I referenced wiki
wstring Utf8ToUnicode(const string& source_str)
{
int dest_len = 0;
int source_len = source_str.length();
const char* source = source_str.c_str();
wchar_t* dest = new wchar_t[source_len];
wstring value;
for (int i = 0; i < source_len; i++, dest_len++)
{
// ansi
if (source[i] <= 127)
{
dest[dest_len] = source[i];
}
// 2byte
else if ((source[i] & 0xF0) == 0xC0)
{
dest[dest_len] = ((source[i] & 0x1F) << 6) + (source[i+1] & 0x3F);
i += 1;
}
// 3byte
else if ((source[i] & 0xF0) == 0xE0)
{
dest[dest_len] = ((source[i] & 0x0F) << 12) + ((source[i+1] & 0x3F) << 6) + (source[i+2] & 0x3F);
i += 2;
}
// ignore 4byte
else
{
Log::warning("Can't change utf8 4byte characters");
return value;
}
}
value.assign(dest, dest_len);
delete[] dest;
return value;
}
If you use window, string has byte order(like EF BB BF).
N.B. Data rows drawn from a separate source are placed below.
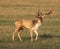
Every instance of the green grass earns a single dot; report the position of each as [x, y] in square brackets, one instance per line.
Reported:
[49, 32]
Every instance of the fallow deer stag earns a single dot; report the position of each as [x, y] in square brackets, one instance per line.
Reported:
[31, 25]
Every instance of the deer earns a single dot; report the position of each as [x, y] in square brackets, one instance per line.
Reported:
[31, 25]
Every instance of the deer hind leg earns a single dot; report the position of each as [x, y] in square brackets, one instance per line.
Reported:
[35, 31]
[19, 34]
[15, 31]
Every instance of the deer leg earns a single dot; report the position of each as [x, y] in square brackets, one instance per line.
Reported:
[31, 35]
[36, 34]
[19, 36]
[16, 30]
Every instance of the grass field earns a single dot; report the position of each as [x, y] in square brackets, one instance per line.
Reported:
[49, 32]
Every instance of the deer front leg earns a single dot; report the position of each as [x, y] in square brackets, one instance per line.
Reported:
[35, 31]
[19, 36]
[16, 30]
[31, 35]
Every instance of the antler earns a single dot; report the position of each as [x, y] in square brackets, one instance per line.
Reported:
[50, 11]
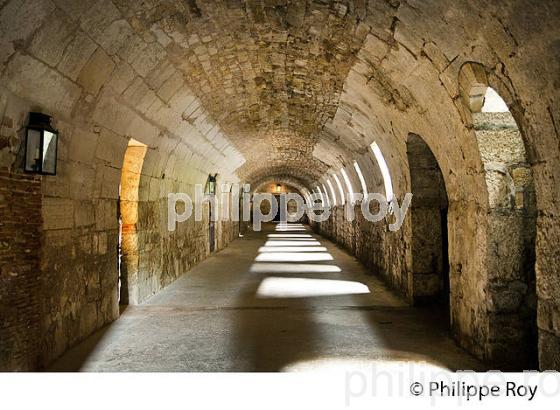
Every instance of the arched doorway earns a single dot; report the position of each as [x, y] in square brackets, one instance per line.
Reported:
[430, 265]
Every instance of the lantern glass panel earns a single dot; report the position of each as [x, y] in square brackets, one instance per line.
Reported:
[49, 152]
[33, 151]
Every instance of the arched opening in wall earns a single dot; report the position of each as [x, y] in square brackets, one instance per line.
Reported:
[210, 190]
[512, 213]
[430, 265]
[128, 220]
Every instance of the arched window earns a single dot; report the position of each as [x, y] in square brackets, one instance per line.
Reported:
[348, 186]
[384, 171]
[361, 178]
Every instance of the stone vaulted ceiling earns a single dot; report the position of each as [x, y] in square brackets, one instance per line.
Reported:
[270, 72]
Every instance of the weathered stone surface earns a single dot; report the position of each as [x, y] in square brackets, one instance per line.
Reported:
[256, 90]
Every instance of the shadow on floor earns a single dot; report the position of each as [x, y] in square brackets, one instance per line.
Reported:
[238, 312]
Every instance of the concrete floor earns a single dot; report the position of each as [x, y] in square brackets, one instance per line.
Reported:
[281, 312]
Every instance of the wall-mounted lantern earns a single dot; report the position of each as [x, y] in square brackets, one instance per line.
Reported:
[212, 184]
[41, 142]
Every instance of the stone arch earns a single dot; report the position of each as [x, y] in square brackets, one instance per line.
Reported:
[430, 265]
[511, 218]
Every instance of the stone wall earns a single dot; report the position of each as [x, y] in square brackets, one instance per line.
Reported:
[21, 283]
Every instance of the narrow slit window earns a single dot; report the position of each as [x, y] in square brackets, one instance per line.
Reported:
[329, 183]
[361, 178]
[349, 186]
[384, 171]
[325, 198]
[340, 189]
[326, 195]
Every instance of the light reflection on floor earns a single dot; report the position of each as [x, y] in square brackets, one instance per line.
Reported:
[283, 250]
[274, 287]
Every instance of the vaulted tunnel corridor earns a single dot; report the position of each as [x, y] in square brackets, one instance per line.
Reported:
[278, 300]
[113, 112]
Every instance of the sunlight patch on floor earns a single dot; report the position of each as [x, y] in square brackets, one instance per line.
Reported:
[276, 287]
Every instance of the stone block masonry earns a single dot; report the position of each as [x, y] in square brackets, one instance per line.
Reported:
[20, 275]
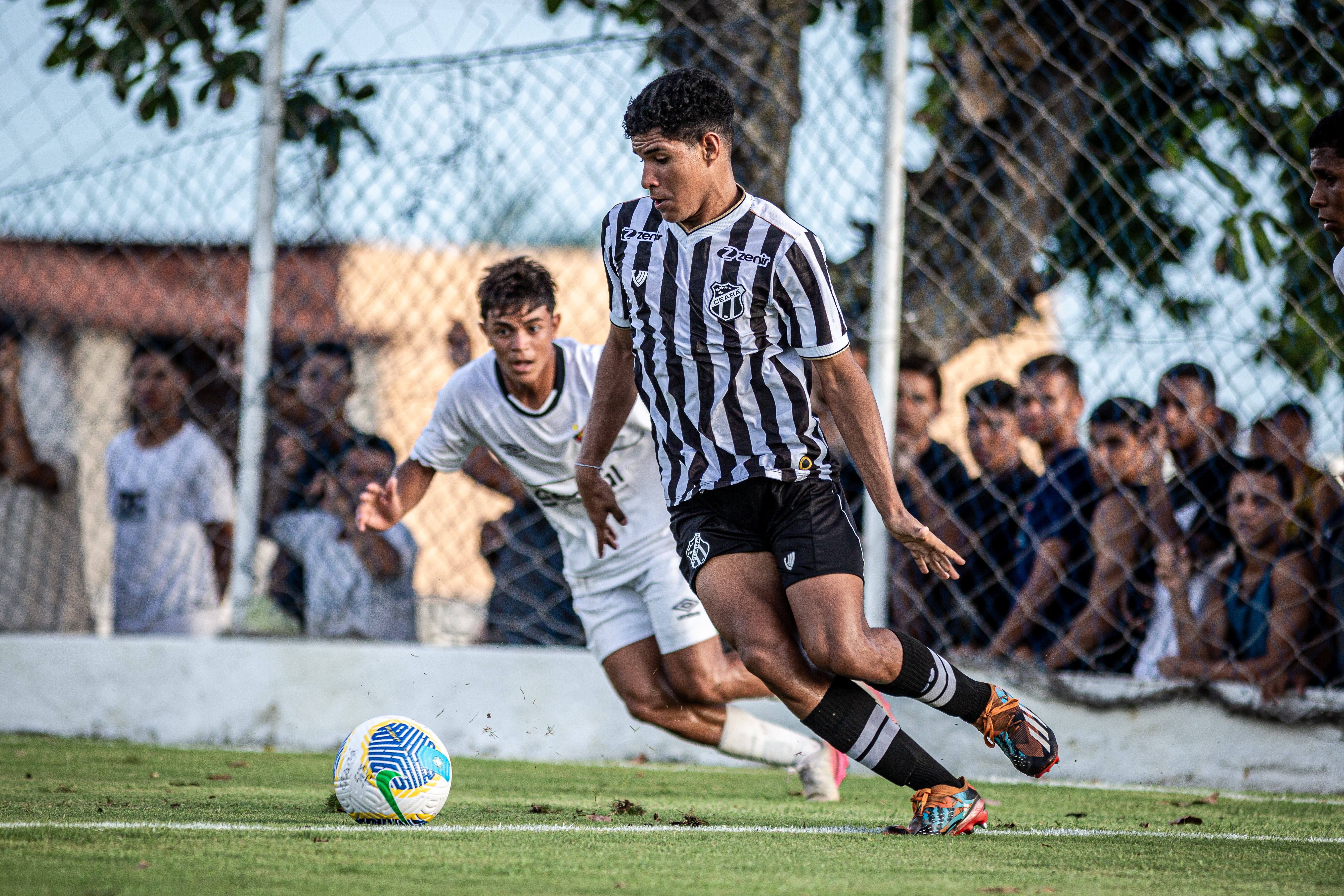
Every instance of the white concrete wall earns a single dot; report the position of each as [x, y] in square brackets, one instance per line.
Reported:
[554, 703]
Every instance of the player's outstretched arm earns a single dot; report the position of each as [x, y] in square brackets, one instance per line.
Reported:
[855, 412]
[382, 507]
[613, 397]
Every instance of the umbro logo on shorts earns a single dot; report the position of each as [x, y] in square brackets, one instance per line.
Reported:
[732, 254]
[726, 302]
[687, 608]
[698, 551]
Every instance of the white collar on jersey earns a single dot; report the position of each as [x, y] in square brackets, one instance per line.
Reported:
[718, 225]
[552, 401]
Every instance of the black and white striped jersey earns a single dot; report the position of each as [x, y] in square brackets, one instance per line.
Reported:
[724, 322]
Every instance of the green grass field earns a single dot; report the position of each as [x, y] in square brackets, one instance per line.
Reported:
[100, 817]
This case you have to remove byte order.
It don't support 4byte
string UnicodeToUtf8(const wstring& source_str)
{
string value;
int dest_len = 0;
int source_len = source_str.length();
const wchar_t* source = source_str.c_str();
char* dest = new char[source_len*3 + 1];
for(int i = 0 ; i < source_len ; i++)
{
if(source[i]<= 0x7F)
{
dest[dest_len] = source[i];
dest_len++;
}
else if(source[i] >= 0x80 && source[i] <=0x7FF)
{
wchar_t tmp = source[i];
char first = 0, second = 0, third = 0;
for(int j = 0; j < 3 ; j++)
{
wchar_t tmp_quota = tmp%16;
switch(j)
{
case 0: third = tmp_quota; break;
case 1: second = tmp_quota; break;
case 2: first = tmp_quota; break;
}
tmp /= 16;
}
dest[dest_len] = 0xC0 + (first<<2) + (second>>2);
dest[dest_len+1] = 0x80 + (((second%8)%4) << 4) + third;
dest_len +=2;
}
else if(source[i] >= 0x800 && source[i] <=0xFFFF)
{
wchar_t tmp = source[i];
char first = 0, second = 0, third = 0, fourth = 0;
for(int j = 0; j < 4 ; j++)
{
wchar_t tmp_quota = tmp%16;
switch(j)
{
case 0: fourth = tmp_quota; break;
case 1: third = tmp_quota; break;
case 2: second = tmp_quota; break;
case 3: first = tmp_quota; break;
}
tmp /= 16;
}
dest[dest_len] = 0xE0 + first;
dest[dest_len+1] = 0x80 + second << 2 + third >> 2;
dest[dest_len+2] = 0x80 + (((third%8)%4) << 4) + fourth;
dest_len +=3;
}
else
return value;
}
dest[dest_len++] = '\0';
value.assign(dest, dest_len);
delete[] dest;
return value;
}